The real issue with Live Blood is that we've heard the material before. These arrangements are not significant improvements on the re-imaginings we've already heard on his two most recent albums. Set the gigantic orchestra aside and there's little left but a bloated money grab.
It isn't even particularly relevant as a live album, since we already have Peter Gabriel Plays Live, which showcases his music when in his touring prime. That double LP remains among the best rock recordings ever put to vinyl. Live Blood, however, leaves the most energetic songs for the end, to be heard only by the most ardent fans. "Apres Moi," his Regina Spektor cover, hints of the raw power the orchestra could provide. But it isn't until we reach "Red Rain," "Solsbury Hill" and "In Your Eyes" near the end of the second disc that the album comes anywhere near success.

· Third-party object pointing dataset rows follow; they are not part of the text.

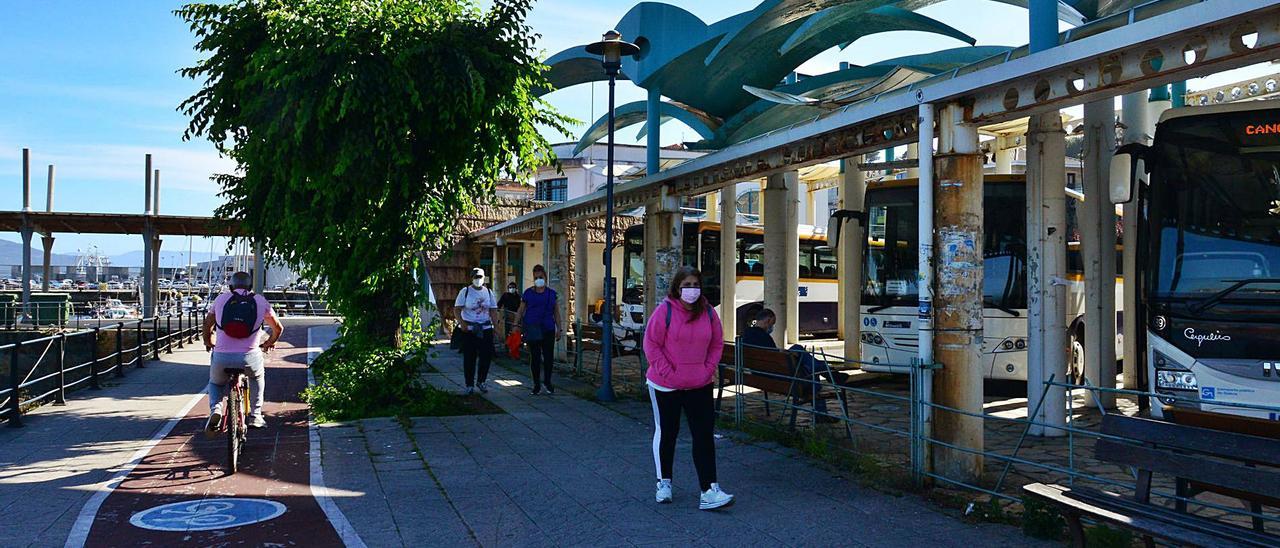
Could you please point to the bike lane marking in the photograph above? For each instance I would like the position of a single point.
(319, 491)
(184, 474)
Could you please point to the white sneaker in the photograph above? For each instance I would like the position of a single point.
(714, 498)
(663, 492)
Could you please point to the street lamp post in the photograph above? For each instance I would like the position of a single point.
(611, 50)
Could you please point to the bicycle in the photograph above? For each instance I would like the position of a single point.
(233, 420)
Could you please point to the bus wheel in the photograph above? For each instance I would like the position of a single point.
(1075, 364)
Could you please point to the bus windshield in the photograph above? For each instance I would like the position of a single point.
(1215, 209)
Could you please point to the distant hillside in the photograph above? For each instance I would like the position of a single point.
(168, 257)
(10, 254)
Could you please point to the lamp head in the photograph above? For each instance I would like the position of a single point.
(611, 49)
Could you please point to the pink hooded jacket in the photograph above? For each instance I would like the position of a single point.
(684, 355)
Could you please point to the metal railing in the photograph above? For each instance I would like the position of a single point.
(49, 377)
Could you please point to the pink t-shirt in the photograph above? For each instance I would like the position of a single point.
(228, 343)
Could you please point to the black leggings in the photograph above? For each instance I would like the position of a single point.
(476, 347)
(699, 407)
(542, 355)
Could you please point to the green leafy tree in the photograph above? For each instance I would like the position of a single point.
(362, 129)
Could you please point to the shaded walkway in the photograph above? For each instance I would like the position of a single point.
(565, 471)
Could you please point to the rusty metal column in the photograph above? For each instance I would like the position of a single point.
(782, 254)
(581, 274)
(501, 275)
(849, 257)
(48, 237)
(958, 300)
(556, 259)
(26, 231)
(1097, 250)
(664, 228)
(1046, 272)
(728, 260)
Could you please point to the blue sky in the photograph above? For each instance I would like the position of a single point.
(92, 86)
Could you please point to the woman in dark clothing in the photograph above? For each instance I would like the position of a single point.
(539, 322)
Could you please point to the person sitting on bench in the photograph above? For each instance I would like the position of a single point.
(759, 334)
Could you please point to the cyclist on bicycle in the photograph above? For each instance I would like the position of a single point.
(238, 316)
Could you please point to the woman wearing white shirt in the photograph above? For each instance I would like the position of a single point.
(476, 311)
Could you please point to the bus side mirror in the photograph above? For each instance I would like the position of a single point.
(1127, 164)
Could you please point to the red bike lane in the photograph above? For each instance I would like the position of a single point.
(187, 470)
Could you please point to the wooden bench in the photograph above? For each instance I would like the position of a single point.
(776, 371)
(1225, 423)
(592, 338)
(1243, 464)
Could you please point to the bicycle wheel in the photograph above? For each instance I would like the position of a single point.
(233, 425)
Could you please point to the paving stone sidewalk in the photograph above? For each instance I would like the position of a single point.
(560, 470)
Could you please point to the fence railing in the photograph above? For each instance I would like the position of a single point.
(46, 375)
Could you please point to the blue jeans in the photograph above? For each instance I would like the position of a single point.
(252, 364)
(809, 368)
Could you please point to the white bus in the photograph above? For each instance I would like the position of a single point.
(891, 300)
(702, 245)
(1208, 234)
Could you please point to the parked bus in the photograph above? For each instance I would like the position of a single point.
(890, 297)
(702, 249)
(1208, 240)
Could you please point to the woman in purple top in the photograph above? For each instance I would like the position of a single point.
(539, 322)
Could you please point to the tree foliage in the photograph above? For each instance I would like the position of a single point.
(362, 129)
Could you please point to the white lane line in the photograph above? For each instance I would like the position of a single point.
(85, 521)
(319, 491)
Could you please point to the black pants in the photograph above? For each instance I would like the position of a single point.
(476, 347)
(699, 407)
(542, 355)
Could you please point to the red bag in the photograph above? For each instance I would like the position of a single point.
(513, 345)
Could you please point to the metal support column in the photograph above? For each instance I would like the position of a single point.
(1137, 126)
(653, 124)
(958, 218)
(556, 260)
(782, 254)
(664, 228)
(728, 261)
(1046, 270)
(1097, 250)
(849, 257)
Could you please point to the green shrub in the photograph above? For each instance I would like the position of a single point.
(1105, 537)
(1042, 521)
(366, 382)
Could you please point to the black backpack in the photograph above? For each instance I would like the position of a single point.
(240, 315)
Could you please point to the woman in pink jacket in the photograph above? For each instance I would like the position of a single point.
(684, 343)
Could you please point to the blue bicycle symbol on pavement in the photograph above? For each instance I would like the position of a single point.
(208, 514)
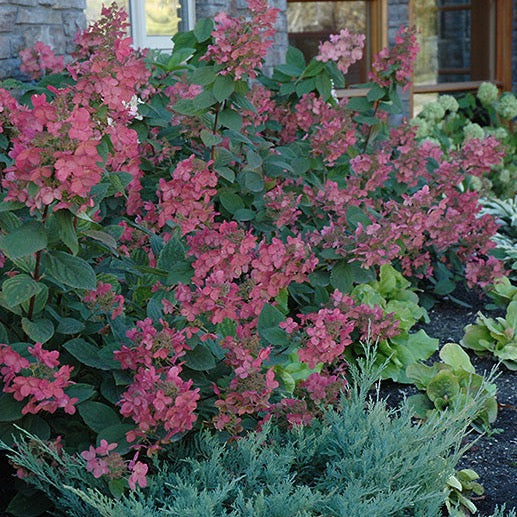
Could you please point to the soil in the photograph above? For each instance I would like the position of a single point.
(493, 457)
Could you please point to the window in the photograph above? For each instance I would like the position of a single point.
(153, 22)
(312, 21)
(463, 43)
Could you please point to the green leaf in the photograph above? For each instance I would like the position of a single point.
(103, 237)
(244, 214)
(253, 181)
(276, 337)
(80, 391)
(253, 159)
(39, 330)
(40, 301)
(305, 86)
(203, 29)
(224, 86)
(172, 253)
(295, 57)
(444, 286)
(323, 85)
(227, 327)
(25, 240)
(230, 119)
(69, 270)
(314, 68)
(116, 434)
(204, 75)
(10, 409)
(269, 318)
(210, 139)
(87, 354)
(97, 416)
(226, 173)
(118, 486)
(341, 277)
(375, 93)
(69, 326)
(67, 231)
(453, 355)
(230, 201)
(354, 216)
(199, 359)
(359, 104)
(19, 288)
(180, 272)
(443, 384)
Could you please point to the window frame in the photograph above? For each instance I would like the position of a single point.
(378, 25)
(500, 71)
(138, 29)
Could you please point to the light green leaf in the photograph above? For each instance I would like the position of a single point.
(19, 288)
(224, 86)
(199, 359)
(67, 231)
(24, 240)
(69, 270)
(453, 355)
(38, 330)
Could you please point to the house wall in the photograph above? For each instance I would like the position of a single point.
(23, 22)
(55, 22)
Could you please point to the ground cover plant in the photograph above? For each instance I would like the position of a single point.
(183, 247)
(361, 457)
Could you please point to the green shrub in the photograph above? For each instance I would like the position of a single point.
(360, 459)
(496, 336)
(451, 383)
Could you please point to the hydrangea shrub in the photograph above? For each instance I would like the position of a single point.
(179, 242)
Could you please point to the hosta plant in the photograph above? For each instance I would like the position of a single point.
(361, 458)
(502, 292)
(495, 336)
(452, 382)
(461, 487)
(393, 293)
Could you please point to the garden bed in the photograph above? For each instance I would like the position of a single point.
(493, 457)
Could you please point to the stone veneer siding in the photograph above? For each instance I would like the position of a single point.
(514, 48)
(55, 22)
(23, 22)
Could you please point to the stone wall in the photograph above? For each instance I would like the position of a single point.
(23, 22)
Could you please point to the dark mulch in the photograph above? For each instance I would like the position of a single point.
(493, 457)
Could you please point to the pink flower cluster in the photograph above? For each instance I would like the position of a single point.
(344, 48)
(101, 461)
(39, 60)
(157, 400)
(55, 145)
(105, 300)
(241, 45)
(396, 64)
(160, 403)
(283, 205)
(327, 333)
(40, 379)
(186, 199)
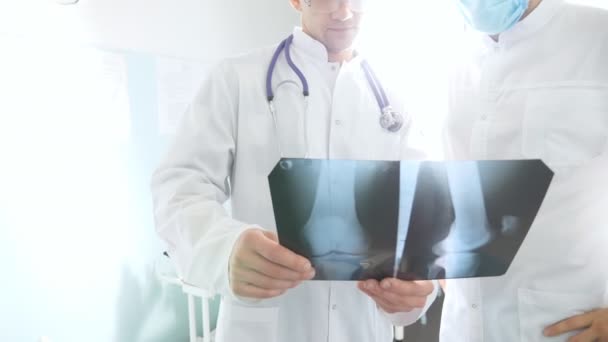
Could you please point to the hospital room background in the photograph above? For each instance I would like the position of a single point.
(90, 95)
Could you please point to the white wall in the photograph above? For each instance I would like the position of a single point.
(201, 29)
(77, 242)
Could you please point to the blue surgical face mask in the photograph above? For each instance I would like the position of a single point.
(492, 16)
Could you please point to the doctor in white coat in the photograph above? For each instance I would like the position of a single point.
(227, 145)
(526, 88)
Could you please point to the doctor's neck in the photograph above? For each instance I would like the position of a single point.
(340, 56)
(532, 5)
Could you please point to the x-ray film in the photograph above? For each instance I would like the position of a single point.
(358, 219)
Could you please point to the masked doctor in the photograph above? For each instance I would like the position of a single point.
(311, 96)
(533, 83)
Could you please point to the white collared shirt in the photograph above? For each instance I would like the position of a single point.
(541, 91)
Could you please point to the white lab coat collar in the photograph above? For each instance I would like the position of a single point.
(536, 20)
(308, 46)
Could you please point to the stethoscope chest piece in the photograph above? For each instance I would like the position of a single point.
(391, 120)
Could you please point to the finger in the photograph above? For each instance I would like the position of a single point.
(403, 301)
(252, 291)
(270, 269)
(407, 288)
(570, 324)
(262, 281)
(390, 307)
(272, 251)
(586, 336)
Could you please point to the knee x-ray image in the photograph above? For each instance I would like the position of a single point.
(358, 219)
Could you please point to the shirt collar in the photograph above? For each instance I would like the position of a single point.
(307, 45)
(536, 20)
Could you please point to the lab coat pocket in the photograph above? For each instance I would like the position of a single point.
(248, 323)
(565, 126)
(539, 309)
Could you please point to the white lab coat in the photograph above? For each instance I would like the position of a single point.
(540, 92)
(226, 147)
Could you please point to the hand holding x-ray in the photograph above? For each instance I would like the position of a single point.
(261, 268)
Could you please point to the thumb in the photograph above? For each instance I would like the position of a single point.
(271, 235)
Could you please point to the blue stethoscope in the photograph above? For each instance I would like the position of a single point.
(390, 120)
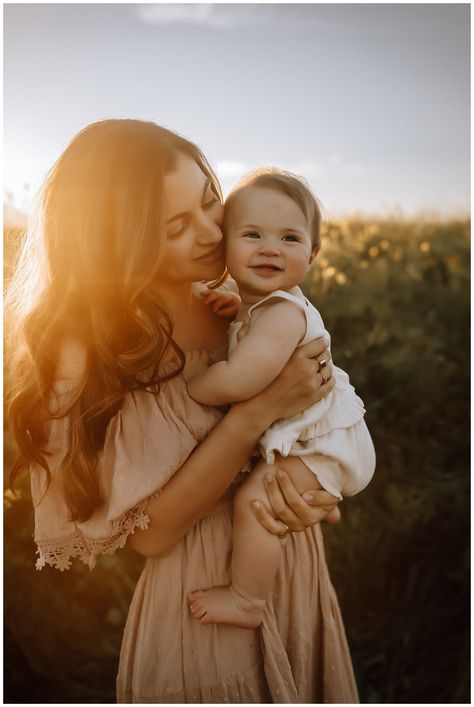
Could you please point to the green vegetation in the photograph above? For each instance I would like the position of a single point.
(395, 297)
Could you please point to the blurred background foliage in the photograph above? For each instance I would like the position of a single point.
(395, 296)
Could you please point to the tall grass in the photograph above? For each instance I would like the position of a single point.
(395, 296)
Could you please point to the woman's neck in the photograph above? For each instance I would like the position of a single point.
(178, 300)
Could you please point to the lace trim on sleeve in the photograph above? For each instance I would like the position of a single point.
(58, 553)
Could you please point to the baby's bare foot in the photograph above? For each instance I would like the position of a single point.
(222, 605)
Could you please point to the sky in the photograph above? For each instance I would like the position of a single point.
(369, 102)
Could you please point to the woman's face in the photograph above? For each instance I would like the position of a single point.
(193, 213)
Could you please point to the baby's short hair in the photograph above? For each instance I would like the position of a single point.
(287, 183)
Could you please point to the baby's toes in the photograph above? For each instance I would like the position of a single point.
(193, 596)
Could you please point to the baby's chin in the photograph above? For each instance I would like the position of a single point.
(258, 289)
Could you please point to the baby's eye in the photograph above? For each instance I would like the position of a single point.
(176, 231)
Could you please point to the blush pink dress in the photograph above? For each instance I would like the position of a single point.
(298, 655)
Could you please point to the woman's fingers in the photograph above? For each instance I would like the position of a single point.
(273, 525)
(309, 509)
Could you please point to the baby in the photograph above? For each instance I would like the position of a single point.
(272, 232)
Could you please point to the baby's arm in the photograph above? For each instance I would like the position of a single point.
(274, 333)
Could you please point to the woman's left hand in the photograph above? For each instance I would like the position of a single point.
(293, 511)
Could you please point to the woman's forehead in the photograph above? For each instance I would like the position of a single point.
(258, 202)
(183, 185)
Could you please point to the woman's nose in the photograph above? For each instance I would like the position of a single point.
(209, 230)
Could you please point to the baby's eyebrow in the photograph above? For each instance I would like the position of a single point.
(184, 213)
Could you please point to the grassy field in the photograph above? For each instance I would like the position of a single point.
(395, 296)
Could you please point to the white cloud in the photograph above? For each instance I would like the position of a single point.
(233, 15)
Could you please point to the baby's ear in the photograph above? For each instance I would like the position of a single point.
(314, 253)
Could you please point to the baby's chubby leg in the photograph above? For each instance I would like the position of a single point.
(256, 553)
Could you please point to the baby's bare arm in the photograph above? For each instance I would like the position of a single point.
(257, 360)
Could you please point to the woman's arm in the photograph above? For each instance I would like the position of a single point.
(210, 469)
(258, 359)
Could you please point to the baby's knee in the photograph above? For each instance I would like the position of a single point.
(253, 489)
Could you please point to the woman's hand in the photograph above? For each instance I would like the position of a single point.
(292, 511)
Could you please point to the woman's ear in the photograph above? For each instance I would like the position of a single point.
(314, 253)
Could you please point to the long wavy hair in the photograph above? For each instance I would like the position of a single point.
(85, 271)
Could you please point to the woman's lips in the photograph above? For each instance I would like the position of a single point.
(267, 270)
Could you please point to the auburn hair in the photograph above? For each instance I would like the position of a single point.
(85, 271)
(287, 183)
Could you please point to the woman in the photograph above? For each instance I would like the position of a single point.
(118, 451)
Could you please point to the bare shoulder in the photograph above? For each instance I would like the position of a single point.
(230, 285)
(72, 363)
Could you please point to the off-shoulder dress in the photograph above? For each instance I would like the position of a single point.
(298, 655)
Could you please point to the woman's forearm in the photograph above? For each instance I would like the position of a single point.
(202, 480)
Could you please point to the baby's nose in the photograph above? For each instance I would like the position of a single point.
(269, 249)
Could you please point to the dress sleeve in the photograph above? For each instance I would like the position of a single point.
(145, 443)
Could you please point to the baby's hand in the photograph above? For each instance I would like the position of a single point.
(222, 302)
(196, 362)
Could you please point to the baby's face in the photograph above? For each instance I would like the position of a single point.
(268, 241)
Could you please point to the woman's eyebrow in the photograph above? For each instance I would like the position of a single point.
(183, 213)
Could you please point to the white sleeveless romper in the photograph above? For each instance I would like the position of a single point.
(331, 436)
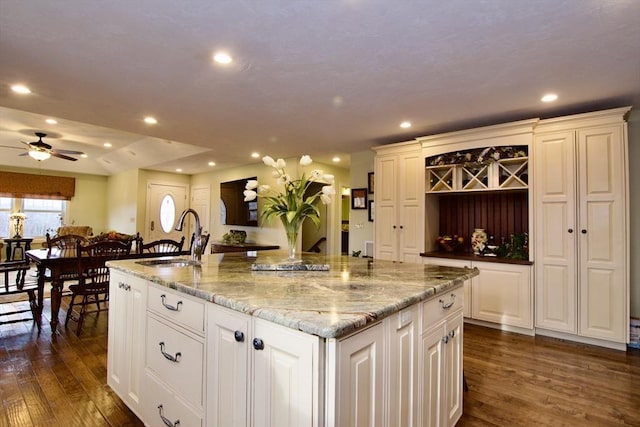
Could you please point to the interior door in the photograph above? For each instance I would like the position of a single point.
(165, 203)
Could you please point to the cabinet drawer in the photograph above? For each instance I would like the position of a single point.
(442, 305)
(173, 409)
(185, 374)
(177, 307)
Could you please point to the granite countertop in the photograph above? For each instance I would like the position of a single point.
(354, 293)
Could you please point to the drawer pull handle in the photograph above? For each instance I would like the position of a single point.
(175, 359)
(165, 420)
(448, 305)
(168, 306)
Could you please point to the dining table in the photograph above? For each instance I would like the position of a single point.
(57, 265)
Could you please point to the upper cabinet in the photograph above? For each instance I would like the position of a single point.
(399, 201)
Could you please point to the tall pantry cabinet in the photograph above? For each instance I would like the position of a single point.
(399, 201)
(581, 226)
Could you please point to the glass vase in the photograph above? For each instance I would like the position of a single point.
(292, 230)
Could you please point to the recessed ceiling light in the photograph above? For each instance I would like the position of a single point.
(222, 58)
(21, 89)
(549, 97)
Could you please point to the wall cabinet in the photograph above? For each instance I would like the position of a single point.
(581, 229)
(399, 197)
(126, 337)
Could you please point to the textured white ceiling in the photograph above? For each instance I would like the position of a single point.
(310, 77)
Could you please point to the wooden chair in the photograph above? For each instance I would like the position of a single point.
(167, 246)
(15, 273)
(93, 279)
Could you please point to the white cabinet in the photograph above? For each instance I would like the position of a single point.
(440, 376)
(399, 198)
(403, 332)
(261, 371)
(126, 337)
(502, 293)
(357, 378)
(581, 228)
(174, 362)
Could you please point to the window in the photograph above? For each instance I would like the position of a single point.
(43, 215)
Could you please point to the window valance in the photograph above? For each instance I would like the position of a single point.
(31, 186)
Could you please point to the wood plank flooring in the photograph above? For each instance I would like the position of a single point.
(514, 380)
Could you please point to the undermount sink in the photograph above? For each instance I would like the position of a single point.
(168, 263)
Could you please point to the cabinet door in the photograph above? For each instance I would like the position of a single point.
(410, 189)
(227, 367)
(602, 239)
(502, 294)
(386, 200)
(555, 232)
(126, 338)
(431, 380)
(403, 332)
(359, 367)
(285, 377)
(453, 369)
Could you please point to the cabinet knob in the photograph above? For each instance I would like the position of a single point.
(258, 344)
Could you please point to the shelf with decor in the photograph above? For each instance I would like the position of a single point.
(484, 169)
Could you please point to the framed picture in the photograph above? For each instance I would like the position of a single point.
(358, 198)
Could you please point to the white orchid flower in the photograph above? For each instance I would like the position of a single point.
(268, 160)
(328, 190)
(249, 195)
(316, 174)
(305, 160)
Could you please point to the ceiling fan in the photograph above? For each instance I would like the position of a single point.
(40, 150)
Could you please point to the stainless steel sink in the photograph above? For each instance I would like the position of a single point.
(167, 263)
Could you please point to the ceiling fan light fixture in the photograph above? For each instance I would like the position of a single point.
(39, 155)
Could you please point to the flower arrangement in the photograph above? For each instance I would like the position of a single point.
(18, 220)
(292, 205)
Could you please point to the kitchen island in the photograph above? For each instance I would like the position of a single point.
(365, 343)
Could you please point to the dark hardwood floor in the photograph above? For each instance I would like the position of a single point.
(514, 380)
(517, 380)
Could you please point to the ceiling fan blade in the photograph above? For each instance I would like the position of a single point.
(77, 153)
(62, 156)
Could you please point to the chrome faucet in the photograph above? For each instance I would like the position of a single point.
(196, 248)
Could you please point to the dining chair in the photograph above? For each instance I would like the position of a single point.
(16, 283)
(167, 246)
(93, 279)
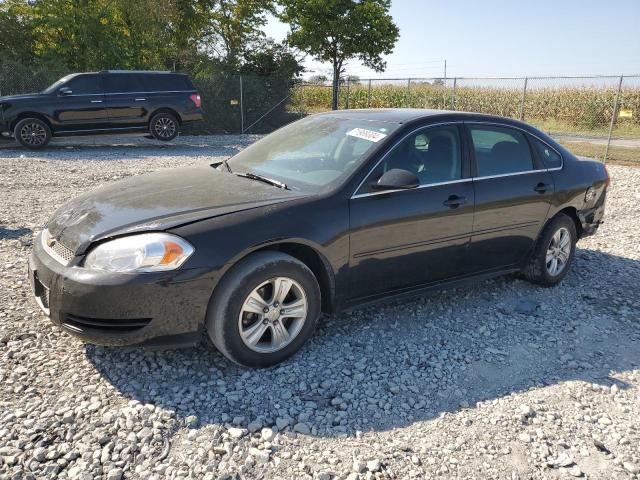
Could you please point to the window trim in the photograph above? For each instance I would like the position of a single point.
(535, 151)
(536, 164)
(526, 134)
(467, 146)
(80, 75)
(463, 159)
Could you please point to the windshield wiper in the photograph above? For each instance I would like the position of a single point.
(224, 162)
(270, 181)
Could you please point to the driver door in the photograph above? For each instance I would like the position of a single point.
(80, 104)
(405, 239)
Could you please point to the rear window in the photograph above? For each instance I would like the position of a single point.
(163, 82)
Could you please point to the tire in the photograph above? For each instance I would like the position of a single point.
(32, 133)
(259, 274)
(164, 126)
(552, 242)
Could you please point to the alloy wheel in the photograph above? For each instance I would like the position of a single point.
(558, 252)
(273, 315)
(33, 134)
(165, 127)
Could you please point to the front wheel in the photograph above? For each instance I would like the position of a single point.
(32, 133)
(163, 126)
(264, 309)
(553, 254)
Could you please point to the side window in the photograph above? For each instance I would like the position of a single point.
(549, 156)
(84, 85)
(121, 83)
(163, 82)
(500, 150)
(432, 154)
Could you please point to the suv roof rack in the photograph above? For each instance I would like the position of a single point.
(135, 71)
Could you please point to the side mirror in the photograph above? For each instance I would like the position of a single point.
(396, 179)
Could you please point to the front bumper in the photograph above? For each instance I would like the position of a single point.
(149, 309)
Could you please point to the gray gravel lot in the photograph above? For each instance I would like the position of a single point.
(501, 379)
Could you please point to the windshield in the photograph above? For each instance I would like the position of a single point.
(312, 153)
(55, 86)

Perhaps it is time for Peter Gabriel to put aside his greatest hits and get to work on a proper follow-up to 2002's Up, his most recent stab at new material. These orchestral indulgences only back up the theory that the living legend hasn't done anything of consequence since 1986's So. Long-time fans will know that isn't the case. Still, it's a shame to see someone with such untapped potential to innovate choosing merely to tread water. When an artist can't let go of his past, he's doomed to forever miss out on the future.